D’autres auteurs ont davantage fouillé la question, mais on voit en effet clairement que les politiques d’austérité des années 20, alors qu’elles étaient censées stabiliser l’économie, ont réduit la demande agrégée et favorisé la spéculation qui a causé le krach d’octobre 1929. Au Royaume-Uni, on observe qu’il était intentionnel de réduire la consommation des citoyens car elle était vue à l’origine de la spirale inflatoire. Donc il a été décidé de réduire la consommation “improductive” des ménages, et cette austérité a exacerbé la crise. Mais l’austérité a été aussi utilisée, ensuite, comme un outil pour guérir la crise économique des années 30. Au milieu des années 30, tant dans l’Italie de Mussolini qu’au Royaume Uni, l’austérité était la norme. Ce qui a évidemment prolongé la crise puisque vous n’intervenez pas avec des mesures contra cycliques pour soutenir l’économie.
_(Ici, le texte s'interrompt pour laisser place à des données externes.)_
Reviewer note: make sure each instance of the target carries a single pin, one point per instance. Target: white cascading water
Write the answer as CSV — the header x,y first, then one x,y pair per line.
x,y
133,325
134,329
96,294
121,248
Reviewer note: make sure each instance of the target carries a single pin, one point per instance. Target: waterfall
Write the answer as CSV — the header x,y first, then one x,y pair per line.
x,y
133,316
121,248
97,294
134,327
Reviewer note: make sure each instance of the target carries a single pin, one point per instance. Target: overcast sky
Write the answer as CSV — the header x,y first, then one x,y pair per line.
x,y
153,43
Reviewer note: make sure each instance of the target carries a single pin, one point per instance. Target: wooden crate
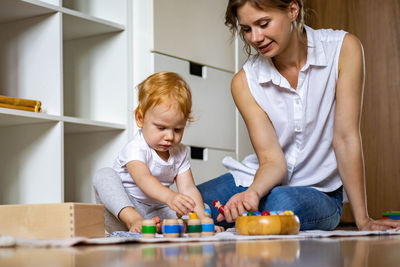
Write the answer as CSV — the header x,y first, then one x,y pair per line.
x,y
51,221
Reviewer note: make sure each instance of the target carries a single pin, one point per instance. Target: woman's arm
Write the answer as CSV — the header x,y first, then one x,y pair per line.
x,y
347,139
152,187
272,162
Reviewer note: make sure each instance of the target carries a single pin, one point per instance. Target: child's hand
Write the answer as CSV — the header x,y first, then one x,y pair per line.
x,y
180,203
218,229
Cela peut sembler irrationnel, mais cela devient rationnel si vous prenez l’austérité comme un moyen pour stabiliser les relations de classes. La récession est le coût à payer à court terme, mais à long terme cela maintient la possibilité de faire des profits. C’est ce que l’on voit aujourd’hui aussi, la Fed sait qu’il faudra faire un sacrifice à court terme, mais cela résout le problème de l’inflation qui ébranle les bases de l’économie.